Le vélo, une solution anti-virus pour l'après confinement


Interdit au début du confinement, puis toléré pour faire des courses, le vélo est finalement envisagé comme solution anti-virus pour la sortie du confinement après le 11 mai.

Solution de transport individuelle donc a priori sans risque de transmission de virus, le vélo avait été blacklisté par l’administration française dès le début du confinement. Une erreur liée à une perception erronée de l’usage du véhicule par l’administration, qui le juge récréatif, alors qu’il est surtout, et de plus en plus, utilitaire.


Piétonnisation et priorité aux vélos dans de nombreuses capitales

Et alors que les appels à sortir des énergies fossiles se multiplient, le recours au vélo est de surcroît nettement plus pertinent. Dans de nombreuses villes dans le monde, l’usage de la voiture est limité, voire prohibé dans certaines portions de territoires durant le confinement, afin de laisser plus de place aux piétons et aux vélos, et d’autoriser la distanciation sociale.

En France au contraire, des pistes cyclables ont été fermées, comme les voies sur berge à Paris, en raison d’une trop grande affluence – non pas de vélos , mais de piétons. Et le bitume reste réservé aux moteurs thermiques. A New-York ou Berlin, les mairies ont improvisé la piétonnisation de rues et aménagé des voies vélo sommaires. En Nouvelle-Zélande, la ministre des transports a même ouvert des financements pour les villes qui souhaitent développer rapidement cet « urbanisme tactique » : aménager des voies vélo protégées provisoires, avec de la peinture et des plots. La ministre, diplômée en urbanisme, a vite anticipé que la sortie du confinement ne se ferait pas sans méfiance envers les transports en commun.

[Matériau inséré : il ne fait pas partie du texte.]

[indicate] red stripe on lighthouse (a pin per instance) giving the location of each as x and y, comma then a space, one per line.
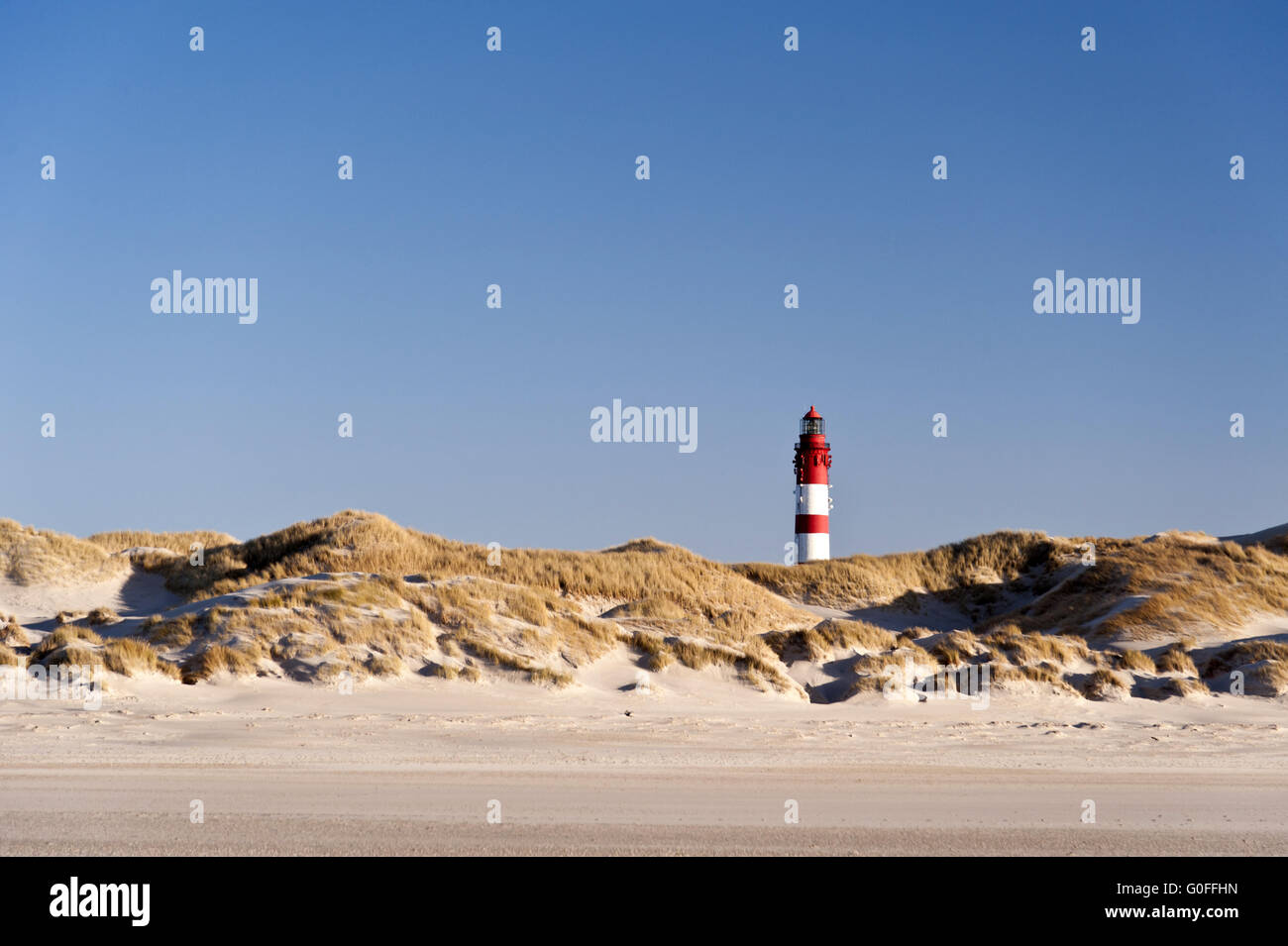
810, 524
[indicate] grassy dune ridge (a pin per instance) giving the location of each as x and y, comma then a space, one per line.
356, 594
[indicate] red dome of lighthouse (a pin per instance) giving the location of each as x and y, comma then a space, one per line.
812, 499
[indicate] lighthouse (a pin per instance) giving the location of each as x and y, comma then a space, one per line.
811, 463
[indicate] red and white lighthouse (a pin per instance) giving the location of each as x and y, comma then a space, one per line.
812, 503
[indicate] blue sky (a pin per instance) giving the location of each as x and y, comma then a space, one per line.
768, 167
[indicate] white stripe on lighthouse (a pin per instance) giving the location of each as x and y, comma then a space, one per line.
814, 499
812, 546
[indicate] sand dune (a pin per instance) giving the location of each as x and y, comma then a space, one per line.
349, 686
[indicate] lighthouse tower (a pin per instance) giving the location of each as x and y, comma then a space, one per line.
811, 463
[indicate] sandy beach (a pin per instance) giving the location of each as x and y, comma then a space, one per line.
412, 769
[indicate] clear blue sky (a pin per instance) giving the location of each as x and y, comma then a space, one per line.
768, 167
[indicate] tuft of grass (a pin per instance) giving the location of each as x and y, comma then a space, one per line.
60, 639
130, 657
1134, 661
14, 633
1103, 684
1176, 661
384, 666
217, 658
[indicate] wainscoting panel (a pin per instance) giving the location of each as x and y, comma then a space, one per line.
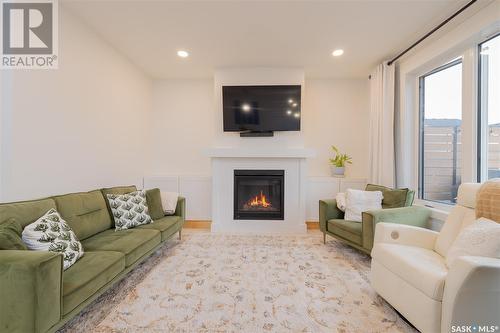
198, 192
319, 188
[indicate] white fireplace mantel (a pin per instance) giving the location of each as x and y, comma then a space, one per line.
291, 160
229, 152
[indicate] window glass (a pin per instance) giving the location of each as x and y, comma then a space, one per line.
489, 101
441, 133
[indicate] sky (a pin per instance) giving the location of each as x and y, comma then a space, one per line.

Un temps de retard en France

Mais la perception du vélo en France est en train de changer. A Paris, Velib a pris l’initiative, fin mars, de proposer ses vélos gratuitement durant une heure pour aller faire des courses.

Mieux, le premier adjoint à la Maire de Paris Emmanuel Grégoire a évoqué la possibilité de transformer des boulevards de la capitale en pistes cyclables.

Et la ministre des transports Elisabeth Borne a demandé au président de l’association Villes Cyclables, Pierre Serne, de faire remonter les problèmes techniques qui pourraient se poser en cas de multiplication ou d’agrandissement du réseau de pistes cyclables. Et ils sont nombreux, pour l’heure.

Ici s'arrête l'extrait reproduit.